“I wonder how it is that people's
philosophies have come to spin faster than the changing seasons.”
― Masanobu Fukuoka, The One-Straw Revolution
― Masanobu Fukuoka, The One-Straw Revolution
It is the first time since long I woke up with the uneasy
feeling. I tried to escape it by staying in the state between sleeping and
being awake but something was nibbling on my guts. A presentation tomorrow and
an exhibition on Saturday. Only two weeks left in Barcelona and then on the road
to do projects and attend meetings in 12 countries in the next 5 months. There
is a shipload of planning to do. Trains and planes and walks. What to bring.
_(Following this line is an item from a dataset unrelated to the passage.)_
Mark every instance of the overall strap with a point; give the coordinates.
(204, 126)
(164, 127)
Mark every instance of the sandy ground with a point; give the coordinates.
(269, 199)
What to store where. Meditations about skipping travelling fast through air
which involves even more complicated planning. Where to be when. What to do and
why.
When you don’t know the best thing is to sit still. So I sat
on my balcony and erased all the thinking. One thing came back in my mind.
Masanobu Fukuoka’s words. “The best planning is no planning”.
I almost forgot about the One Straw Revolution,
about “the Fukuoka Method”, a natural way of farming based on the recognition
of the complexity of living organisms that shape an ecosystem. Fukuoka saw
farming not just as a means of producing food but as an aesthetic and spiritual
approach to life, the ultimate goal of which was "the
cultivation and perfection of human beings". To grow people by growing
crops. To achieve the most by doing the least. By listening and observing. I want to grow things.
I forgot to be slow by being slow. I am running around to
plan opportunities to be slow.
I could plan being really slow from October on but who knows
if I am still alive by then? On the other hand: if I am not it doesn’t matter
what I did the five months before. As long as I enjoyed them.
Let’s see. First today. Then tomorrow.